Investigators from France assessed whether low doses of corticosteroids improve survival in patients with septic shock.
Septic shock may be associated with relative adrenal insufficiency. Thus, a replacement therapy of low doses of corticosteroids has been proposed to treat septic shock.
A total of 300 adult patients in 19 intensive care units in France were studied between 1995 and 1999.
The patients fulfilled usual criteria for septic shock and were enrolled after undergoing a short corticotropin test.
They were then randomly assigned to receive either hydrocortisone (50 mg intravenous bolus every 6 hours) and fludrocortisone (50 µg tablet once daily) (n = 151) or matching placebos (n = 149) for 7 days.
The researchers measured the 28-day survival distribution in patients with relative adrenal insufficiency (nonresponders to the corticotropin test).
|Deaths among patients with relative renal insufficiency:|
| Journal of the American Medical Association |
One patient from the corticosteroid group was excluded from analyses because of consent withdrawal.

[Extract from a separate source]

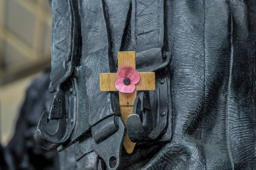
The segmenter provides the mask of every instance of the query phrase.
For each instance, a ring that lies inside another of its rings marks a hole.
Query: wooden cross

There were 229 nonresponders to the corticotropin test (placebo, 115; corticosteroids, 114) and 70 responders to the corticotropin test (placebo, 34; corticosteroids, 36).
In nonresponders, there were found to be 73 deaths (63%) in the placebo group and 60 deaths (53%) in the corticosteroid group (hazard ratio, 0.67).
Vasopressor therapy was withdrawn within 28 days in 46 patients (40%) in the placebo group and in 65 patients (57%) in the corticosteroid group (hazard ratio, 1.91).
There was no significant difference between groups in responders.
In addition, adverse event rates were similar in the 2 groups.
Dr Djillali Annane, of the Raymond Poincaré Hospital, Garches, concluded on behalf of fellow authors, "In our trial, a 7-day treatment with low doses of hydrocortisone and fludrocortisone significantly reduced the risk of death in patients with septic shock and relative adrenal insufficiency, without increasing adverse events."